• Verlustgeschichtsschreibung

    Die Krise der Musikindustrie hat auch den Musikjournalismus erfasst. Blogs mit ihrer rasend-schnellen Informationsdistribution wie auch die Allverfuegbarkeit von Musik in Downloadportalen und Sharingsystemen, oft schon Monate vor dem eigentlichen Veroeffentlichungstermin, haben zu einem Einflussverlust des klassischen Schreibens ueber Pop gefuehrt.

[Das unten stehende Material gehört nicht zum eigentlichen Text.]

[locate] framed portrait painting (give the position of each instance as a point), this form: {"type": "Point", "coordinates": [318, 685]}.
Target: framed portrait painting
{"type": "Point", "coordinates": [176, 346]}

    Die Folgen dieser Entwicklung sollten auf der Veranstaltung Kapitulation? Zur Krise des Pop-Journalismus diskutiert werden. Die Heinrich-Boell-Stiftung bat Tobias Rapp, Pop-Redakteur der taz, Sascha Koesch von der de:bug, Sonja Eismann von intro und Spex und last but not least, Dennis Kastrup (popnutten.de, motor.fm) zum Gespraech.

    .

    Inhaltlich war die Rede von Atomisierung in Sub-Sub-Szenen, politischer Aufladung, von Genderissues (die ob der ungleichen geschlechterspezifischen Redeverteilung eher performativ adressiert wurden), dem Verschwinden des Verrisses bis hin zum immer wieder aufgegriffenen Faktor Zeit im Umgang mit dem Schreiben ueber Pop. Letzteres schien so etwas wie der Nodal Point der Diskussion zu sein. Zum einen natuerlich im Sinne der oben bereits angerissenen Verschnellerung von Informations- wie auch Musikbeschaffung durch das Netz, zum anderen aber auch im Sinne einer radikalen Aktualitaet als einer Grundbedingung dessen, was Pop eigentlich ausmacht. In den durchaus diskutierwuerdigen Worten Tobias Rapps: Es ist geil, weil es neu ist!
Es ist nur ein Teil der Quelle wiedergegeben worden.